Não acho. Sempre discordei do conceito médico de alcoolismo. Com o tempo, descobri que médicos formados nos Estados Unidos são sempre mais intolerantes em relação ao álcool que os formados na Europa. Coisa de puritanos. Na Espanha, França, Itália ou Portugal, o vinho faz parte de qualquer refeição. Antes do final do século passado, uma médica me proibiu qualquer gota de álcool. Consulente disciplinado, passei dois anos sem beber. Minha vida se tornou um inferno. Meus amigos bebiam e eu só tomava cerveja sem álcool. Em alguns bares, fui apelidado de Kronenbier. Meus amigos entravam em uma outra fase e eu restava sóbrio. Horror. Troquei de médica. De início, já fui claro: Doutora, eu estou trocando de médica porque a anterior me proibiu o álcool. Estou buscando uma que o libere.

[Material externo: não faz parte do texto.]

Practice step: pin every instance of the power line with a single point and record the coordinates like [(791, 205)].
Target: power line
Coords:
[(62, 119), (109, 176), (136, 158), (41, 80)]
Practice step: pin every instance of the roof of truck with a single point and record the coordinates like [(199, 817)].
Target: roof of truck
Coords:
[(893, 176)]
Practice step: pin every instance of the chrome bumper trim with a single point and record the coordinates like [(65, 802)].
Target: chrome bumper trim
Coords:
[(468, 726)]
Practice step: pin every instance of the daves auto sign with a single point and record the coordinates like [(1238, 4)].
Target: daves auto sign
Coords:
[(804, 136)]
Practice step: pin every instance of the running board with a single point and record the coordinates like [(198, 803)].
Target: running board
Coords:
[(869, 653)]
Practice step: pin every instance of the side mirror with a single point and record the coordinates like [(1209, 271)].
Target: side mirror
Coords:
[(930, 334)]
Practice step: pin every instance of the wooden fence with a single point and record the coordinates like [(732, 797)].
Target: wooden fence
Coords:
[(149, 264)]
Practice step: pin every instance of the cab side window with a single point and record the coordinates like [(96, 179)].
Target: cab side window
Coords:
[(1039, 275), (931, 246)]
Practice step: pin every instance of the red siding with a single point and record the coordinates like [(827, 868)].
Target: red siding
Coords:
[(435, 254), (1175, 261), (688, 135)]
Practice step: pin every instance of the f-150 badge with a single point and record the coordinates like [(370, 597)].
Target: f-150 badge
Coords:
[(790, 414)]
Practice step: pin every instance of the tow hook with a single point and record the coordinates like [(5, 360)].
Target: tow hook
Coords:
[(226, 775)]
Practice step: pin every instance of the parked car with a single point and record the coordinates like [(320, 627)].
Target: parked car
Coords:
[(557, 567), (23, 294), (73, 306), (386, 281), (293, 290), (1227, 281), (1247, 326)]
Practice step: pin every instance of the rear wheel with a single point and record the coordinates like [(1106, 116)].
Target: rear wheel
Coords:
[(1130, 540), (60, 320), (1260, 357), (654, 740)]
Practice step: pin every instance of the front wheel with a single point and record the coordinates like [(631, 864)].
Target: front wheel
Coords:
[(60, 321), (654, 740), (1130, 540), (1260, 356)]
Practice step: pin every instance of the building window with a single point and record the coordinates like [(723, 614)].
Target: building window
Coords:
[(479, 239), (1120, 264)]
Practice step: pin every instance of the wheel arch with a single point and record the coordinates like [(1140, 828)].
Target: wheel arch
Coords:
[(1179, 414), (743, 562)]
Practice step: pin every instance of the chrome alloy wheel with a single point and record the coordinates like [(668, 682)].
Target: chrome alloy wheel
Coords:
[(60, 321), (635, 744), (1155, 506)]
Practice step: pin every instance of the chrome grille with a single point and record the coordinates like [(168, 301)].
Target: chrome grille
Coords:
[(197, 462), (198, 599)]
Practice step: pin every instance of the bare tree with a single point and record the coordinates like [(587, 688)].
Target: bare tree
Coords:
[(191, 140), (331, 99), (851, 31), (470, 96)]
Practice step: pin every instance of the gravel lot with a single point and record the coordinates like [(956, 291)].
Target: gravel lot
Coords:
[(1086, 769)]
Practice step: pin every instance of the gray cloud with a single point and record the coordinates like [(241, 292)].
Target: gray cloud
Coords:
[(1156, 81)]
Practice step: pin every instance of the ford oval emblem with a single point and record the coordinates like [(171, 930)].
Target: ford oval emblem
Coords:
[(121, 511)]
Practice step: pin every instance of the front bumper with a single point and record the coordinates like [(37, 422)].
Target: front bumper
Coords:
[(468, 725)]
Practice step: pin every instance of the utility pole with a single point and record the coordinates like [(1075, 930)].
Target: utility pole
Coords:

Ela topou e eu voltei ao mundo dos vivos. Leio no noticiário on line de hoje, que o vinho tinto pode ser muito mais potente do que se imaginava no prolongamento da vida humana, disseram pesquisadores em um novo estudo que provavelmente dará ímpeto ao campo em rápido crescimento de drogas para longevidade. O estudo se baseia em doses dadas a camundongos de resveratrol, um ingrediente de alguns vinhos tintos. Alguns cientistas já estão tomando resveratrol em forma de cápsula, mas outros acreditam que é cedo demais para tomar a droga, especialmente usando vinho como sua fonte, até que haja melhores dados sobre sua segurança e eficácia.

Sempre invejei os camundongos. Quase todas as experiências médicas dão certo com eles. Sem ser camundongo, me submeti a altas doses de resveratrol nesta viagem. Sempre nacional, é claro. Resveratrol nacional só não tomo no Brasil.

A pesquisa em questão faz parte de uma nova onda de interesse em drogas que possam aumentar a longevidade. Segundo a notícia, cientistas sérios há muito ridicularizavam a idéia de elixires capazes de prolongar a vida, mas agora foi aberta uma porta para drogas que exploram um mecanismo de sobrevivência biológica ancestral, o que transfere os recursos do corpo da fertilidade para a manutenção de tecidos. A manutenção melhorada dos tecidos parece prolongar a vida ao reduzir as doenças degenerativas do envelhecimento.

Cá entre nós: envelhecimento não tem volta. Mas se pudermos afastá-lo um pouco, sempre é melhor. Foi o que fiz nestes dias. Mergulhei em Riojas e Dueros, Cahors, Corvos e Beaujolais. Segundo amigos e amigas, voltei mais jovem. Recomendo resveratrol.